The Patch Allows Us To Get A Glimpse Into The Inner-Workings Of AMD’s Next Generation High Performance x86 CPU Core “Zen”

Today, with the information that we’ve learned from the patch, we can get a better idea of how Zen looks like from a high-level design standpoint.
So let’s dive straight into the new details that made their into the patch, but first I’d like to give a shout-out to “Dresdenboy” aka Matthias Waldhauer who spotted the patch and reported on it in his blog.


Read more: http://wccftech.com/amd-zen-cpu-core-microarchitecture-detailed/#ixzz3ngUPwdPF

 

[csbin]

The wider floating point unit also means that Zen will be able to process less complex instructions at double the rate of Steamroller. Which would mean a massive boost in floating point performance, an area where AMD had historically excelled in with Phenom II and other microarchitectures prior to bulldozer.
I should mention that AVX-512 support was not listed for Zen in the Linux patch that was released in March, which revealed the new instruction set extensions that Zen will support. This is slightly odd but could be explained by a possible lack of 512bit integer support in Zen, which is required for the AVX-512 extension.
There was also one particularly important improvement with Zen that Mr. Waldhauer has managed to spot in a number of patents filed by AMD CPU engineers working on Zen.

A lot of the new functionality has been filed for patenting. For example there was a mention of checkpointing, which is good for quick reversion of mispredicted branches and other reasons for restarting the pipelines. Some patents suggest, that Zen might use some slightly modified Excavator branch prediction.

 

[h4rm0ny]

Nice info.
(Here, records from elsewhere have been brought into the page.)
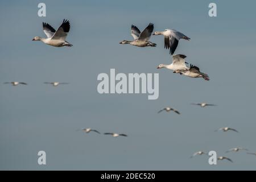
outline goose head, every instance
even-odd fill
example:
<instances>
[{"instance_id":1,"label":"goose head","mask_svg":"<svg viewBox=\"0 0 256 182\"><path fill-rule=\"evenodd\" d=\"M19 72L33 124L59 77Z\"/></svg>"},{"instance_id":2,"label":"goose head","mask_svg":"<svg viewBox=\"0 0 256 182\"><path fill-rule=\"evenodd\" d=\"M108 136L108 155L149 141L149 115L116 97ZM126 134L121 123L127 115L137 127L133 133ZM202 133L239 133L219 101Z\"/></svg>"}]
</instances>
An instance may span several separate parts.
<instances>
[{"instance_id":1,"label":"goose head","mask_svg":"<svg viewBox=\"0 0 256 182\"><path fill-rule=\"evenodd\" d=\"M162 34L161 32L155 32L155 33L154 33L152 35L161 35L161 34Z\"/></svg>"},{"instance_id":2,"label":"goose head","mask_svg":"<svg viewBox=\"0 0 256 182\"><path fill-rule=\"evenodd\" d=\"M156 68L157 69L164 68L164 65L163 64L159 64L159 65Z\"/></svg>"},{"instance_id":3,"label":"goose head","mask_svg":"<svg viewBox=\"0 0 256 182\"><path fill-rule=\"evenodd\" d=\"M120 44L129 44L130 43L130 41L128 40L123 40L121 42L119 43Z\"/></svg>"},{"instance_id":4,"label":"goose head","mask_svg":"<svg viewBox=\"0 0 256 182\"><path fill-rule=\"evenodd\" d=\"M32 39L32 40L41 40L42 38L40 36L35 36L34 38L33 39Z\"/></svg>"}]
</instances>

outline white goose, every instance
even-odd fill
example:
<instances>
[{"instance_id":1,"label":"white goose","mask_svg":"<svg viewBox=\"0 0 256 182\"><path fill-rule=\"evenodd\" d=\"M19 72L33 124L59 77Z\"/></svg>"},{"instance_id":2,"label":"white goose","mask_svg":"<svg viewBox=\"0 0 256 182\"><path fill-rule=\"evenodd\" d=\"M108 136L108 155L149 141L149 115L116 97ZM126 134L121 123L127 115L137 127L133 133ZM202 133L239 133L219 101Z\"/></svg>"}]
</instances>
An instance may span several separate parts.
<instances>
[{"instance_id":1,"label":"white goose","mask_svg":"<svg viewBox=\"0 0 256 182\"><path fill-rule=\"evenodd\" d=\"M44 82L45 84L51 84L53 86L57 86L59 85L63 85L63 84L68 84L68 82Z\"/></svg>"},{"instance_id":2,"label":"white goose","mask_svg":"<svg viewBox=\"0 0 256 182\"><path fill-rule=\"evenodd\" d=\"M194 66L192 64L190 64L189 70L185 71L177 71L176 72L192 78L203 78L207 81L210 80L209 76L207 74L200 72L200 70L199 67Z\"/></svg>"},{"instance_id":3,"label":"white goose","mask_svg":"<svg viewBox=\"0 0 256 182\"><path fill-rule=\"evenodd\" d=\"M218 157L218 158L217 158L217 160L222 160L226 159L226 160L228 160L228 161L230 161L232 163L233 163L232 160L231 160L230 159L226 157L224 157L223 156L221 156Z\"/></svg>"},{"instance_id":4,"label":"white goose","mask_svg":"<svg viewBox=\"0 0 256 182\"><path fill-rule=\"evenodd\" d=\"M247 154L250 154L250 155L254 155L256 156L256 152L255 153L253 153L253 152L247 152Z\"/></svg>"},{"instance_id":5,"label":"white goose","mask_svg":"<svg viewBox=\"0 0 256 182\"><path fill-rule=\"evenodd\" d=\"M200 106L201 107L204 107L205 106L216 106L217 105L214 105L214 104L207 104L205 102L203 102L203 103L192 103L191 104L192 105L196 105L197 106Z\"/></svg>"},{"instance_id":6,"label":"white goose","mask_svg":"<svg viewBox=\"0 0 256 182\"><path fill-rule=\"evenodd\" d=\"M232 129L228 127L221 127L220 129L215 130L215 131L233 131L237 133L238 133L238 131L237 131L237 130L235 130L234 129Z\"/></svg>"},{"instance_id":7,"label":"white goose","mask_svg":"<svg viewBox=\"0 0 256 182\"><path fill-rule=\"evenodd\" d=\"M17 86L19 84L26 85L27 84L24 82L18 82L18 81L12 81L12 82L5 82L3 83L4 84L12 84L13 86Z\"/></svg>"},{"instance_id":8,"label":"white goose","mask_svg":"<svg viewBox=\"0 0 256 182\"><path fill-rule=\"evenodd\" d=\"M238 147L232 148L228 150L227 151L226 151L226 153L230 152L238 152L240 150L243 150L248 151L248 150L246 148Z\"/></svg>"},{"instance_id":9,"label":"white goose","mask_svg":"<svg viewBox=\"0 0 256 182\"><path fill-rule=\"evenodd\" d=\"M47 38L35 36L32 40L41 40L46 44L55 47L71 47L73 46L65 41L66 37L70 30L69 20L64 19L63 22L57 31L49 24L43 22L43 29Z\"/></svg>"},{"instance_id":10,"label":"white goose","mask_svg":"<svg viewBox=\"0 0 256 182\"><path fill-rule=\"evenodd\" d=\"M82 130L84 131L85 131L85 133L90 133L90 131L94 131L94 132L96 132L96 133L98 133L99 134L101 134L101 133L100 133L99 131L98 131L97 130L93 130L93 129L90 129L90 128L82 129Z\"/></svg>"},{"instance_id":11,"label":"white goose","mask_svg":"<svg viewBox=\"0 0 256 182\"><path fill-rule=\"evenodd\" d=\"M156 44L149 41L151 34L153 32L154 24L150 23L148 26L141 33L139 28L131 25L131 34L134 40L123 40L119 43L121 44L131 44L135 46L143 47L147 46L156 47Z\"/></svg>"},{"instance_id":12,"label":"white goose","mask_svg":"<svg viewBox=\"0 0 256 182\"><path fill-rule=\"evenodd\" d=\"M198 152L195 152L195 153L193 154L193 155L192 155L192 156L191 156L190 158L192 158L195 156L196 155L203 155L203 154L206 155L207 154L206 154L205 152L203 152L203 151L198 151Z\"/></svg>"},{"instance_id":13,"label":"white goose","mask_svg":"<svg viewBox=\"0 0 256 182\"><path fill-rule=\"evenodd\" d=\"M160 110L159 110L159 111L158 111L158 113L161 113L162 111L164 111L164 110L166 110L167 112L169 112L170 111L173 111L174 112L175 112L175 113L177 113L177 114L180 114L180 112L179 112L177 110L175 110L175 109L173 109L173 108L171 108L171 107L165 107L165 108L164 108L164 109L161 109Z\"/></svg>"},{"instance_id":14,"label":"white goose","mask_svg":"<svg viewBox=\"0 0 256 182\"><path fill-rule=\"evenodd\" d=\"M185 61L185 58L187 56L184 55L175 55L172 56L172 63L171 64L166 65L161 64L156 68L166 68L174 71L174 73L180 73L181 71L189 70L189 68L187 67Z\"/></svg>"},{"instance_id":15,"label":"white goose","mask_svg":"<svg viewBox=\"0 0 256 182\"><path fill-rule=\"evenodd\" d=\"M104 133L104 135L111 135L113 137L117 137L117 136L128 136L126 134L119 134L115 133Z\"/></svg>"},{"instance_id":16,"label":"white goose","mask_svg":"<svg viewBox=\"0 0 256 182\"><path fill-rule=\"evenodd\" d=\"M155 32L153 35L163 35L164 37L164 48L170 49L170 53L173 55L180 39L189 40L190 38L175 30L166 29L162 32Z\"/></svg>"}]
</instances>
One thing I read in another article is that it's going to have 46 PCI-e lanes. I don't know what their source for that is but as someone obsessed with high-speed storage and lots of it, that's another strong positive.

 

[JoeRambo]

It's one big monolithic core, with 4 decoders (parts which tell the core what to do), 4 ALUs ("Bulldozer" had two per core), and four 128-bit wide floating-point units, clubbed in two 256-bit FMACs.

Nice spin on numbers, but according to the scheme it only has 2 pairs of 128bit add/mul hardware. That is not the same as 2x256 FMACs. Intel can execute 2x256FMA per cycle ( with 5 lat on hsw). Can't do that with 256bits of hw.

Also BD already had respectable number of resources, but performance was disastrous. They really need to fix cache BW/latencies to compete with Intel in FP.

 

[MongGrel]

http://forums.anandtech.com/showthread.php?t=2449951&page=6&highlight=amd

 

[inf64]

Nice spin on numbers, but according to the scheme it only has 2 pairs of 128bit add/mul hardware. That is not the same as 2x256 FMACs. Intel can execute 2x256FMA per cycle ( with 5 lat on hsw). Can't do that with 256bits of hw.

Also BD already had respectable number of resources, but performance was disastrous. They really need to fix cache BW/latencies to compete with Intel in FP.

From Dresdenboy's blog:

Interestingly, as there are two 128b FP mul and two 128b FP add units (with only 3 cycles latency for these ops), the FMA instructions will be executed by combining one FP MUL and one FP ADD unit, resulting in 2 issues and 5 cycles latency (as that of the Bulldozer family). This saves some register file ports and increases throughput and reduces latencies of the more common FP ops. It even remembers me of the bridged FMA unit.

 

[dark zero]

So... It's only matter of months to see finally a benchmark?

 

[inf64]

So... It's only matter of months to see finally a benchmark?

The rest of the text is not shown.